Different. The understatement borders on absurd. She doesn’t know what it means to feel the world again. The power coursing through me now would terrify her if she could sense even a fraction of it.

“Yes.” I adjust my stance and turn to face her, steadying myself against a wave of dizziness. Too much light. Too much space. “After so long inside, everything seems … heightened.”

I resist the urge to summon shadows, though my magic itches for release. Instead, I turn to the tower behind us. Once my prison. Now just a shape against the sky.

As I watch, the doorway Ellie created begins to close, edges smoothing over until the surface is whole again—flawless, seamless, unmarked.

She gasps, stumbling forward a step as if to try and stop it, eyes wide as she stares at it.

“Would I have been trapped inside, if I’d taken longer?”

“I don’t think so. I believe it would have stayed open until you left.”

Perhaps one day it will find another prisoner. Perhaps it will stand empty forever more. I don’t care.

Extending my senses, I reach for my power.

It answers instantly, and the whole world sharpens.

Shadows slide into focus, not as objects but as awareness—signals, invitations, memory.

Every subtle shift of light becomes a language I once spoke without thought.

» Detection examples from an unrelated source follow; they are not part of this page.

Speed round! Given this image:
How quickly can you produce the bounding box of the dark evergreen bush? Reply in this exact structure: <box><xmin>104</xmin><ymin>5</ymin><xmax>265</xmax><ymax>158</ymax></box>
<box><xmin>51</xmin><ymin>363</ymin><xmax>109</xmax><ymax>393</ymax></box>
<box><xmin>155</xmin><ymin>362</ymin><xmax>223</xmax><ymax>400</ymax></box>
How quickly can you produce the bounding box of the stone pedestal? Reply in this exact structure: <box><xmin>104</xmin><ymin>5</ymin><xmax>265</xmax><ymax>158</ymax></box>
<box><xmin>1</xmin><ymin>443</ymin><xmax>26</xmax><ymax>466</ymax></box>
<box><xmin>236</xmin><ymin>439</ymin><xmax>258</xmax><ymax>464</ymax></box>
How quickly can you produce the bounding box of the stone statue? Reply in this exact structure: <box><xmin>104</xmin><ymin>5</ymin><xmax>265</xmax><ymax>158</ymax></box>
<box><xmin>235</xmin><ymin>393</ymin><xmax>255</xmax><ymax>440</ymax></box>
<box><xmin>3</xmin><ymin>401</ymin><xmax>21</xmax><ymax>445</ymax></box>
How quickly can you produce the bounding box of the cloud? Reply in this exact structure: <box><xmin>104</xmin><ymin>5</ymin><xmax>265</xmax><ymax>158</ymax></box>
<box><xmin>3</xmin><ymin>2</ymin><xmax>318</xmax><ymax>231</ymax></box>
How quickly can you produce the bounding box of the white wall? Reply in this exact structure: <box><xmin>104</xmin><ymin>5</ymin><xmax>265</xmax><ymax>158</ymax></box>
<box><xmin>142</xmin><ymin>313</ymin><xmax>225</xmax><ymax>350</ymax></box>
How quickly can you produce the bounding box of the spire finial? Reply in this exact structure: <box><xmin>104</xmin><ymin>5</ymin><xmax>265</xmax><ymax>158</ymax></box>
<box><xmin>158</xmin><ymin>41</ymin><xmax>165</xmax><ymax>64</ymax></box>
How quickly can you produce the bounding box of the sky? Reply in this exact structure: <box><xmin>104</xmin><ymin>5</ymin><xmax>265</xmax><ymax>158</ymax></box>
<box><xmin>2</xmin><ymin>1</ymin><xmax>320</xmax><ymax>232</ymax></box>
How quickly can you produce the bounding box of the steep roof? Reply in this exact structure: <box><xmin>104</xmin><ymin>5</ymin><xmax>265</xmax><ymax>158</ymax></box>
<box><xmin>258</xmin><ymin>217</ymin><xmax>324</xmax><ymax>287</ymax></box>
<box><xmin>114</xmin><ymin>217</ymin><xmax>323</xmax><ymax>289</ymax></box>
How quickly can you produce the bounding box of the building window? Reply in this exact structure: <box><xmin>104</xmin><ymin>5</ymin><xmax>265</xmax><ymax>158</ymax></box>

Now, it floods me all at once, fast and unfiltered. Not my full strength. But enough.

I sway, breath catching, eyes narrowing as I fight to keep the horizon still. My balance returns with effort. I lock it down, not my power, but my current response to it.

“Which way do we go?” Her voice cuts through the maelstrom of sensation.

I scan the dunes. The same desert that watched me take my last breath of freedom, now witnesses the opposite. The same wind. The same silence. I orient myself by the sun, grateful that, at least, hasn’t changed.

“Sacha?”

I consider our options, though in reality, there is only one sensible choice .

“East. Toward Thornevale Ridge. The desert eventually gives way to more hospitable land. There’s a …” I hesitate, uncertainty washing over me for the first time. “There was an outreach town, Ravencross. We’ll go there first.”

Ravencross, if it still exists, will be our best chance of survival. It will provide us with water and shelter, and more importantly, it’s where I spent the final months before the betrayal. If any of my allies remain, they might be there … if any survived at all.

So much will have changed in my absence. There will have been alliances formed and broken. Powers risen and fallen. I need to understand the state of the world before revealing my return.

I start walking without checking to see if she follows. The sound of her breathing behind me tells me she does. She’s smart enough to know she cannot survive the desert alone.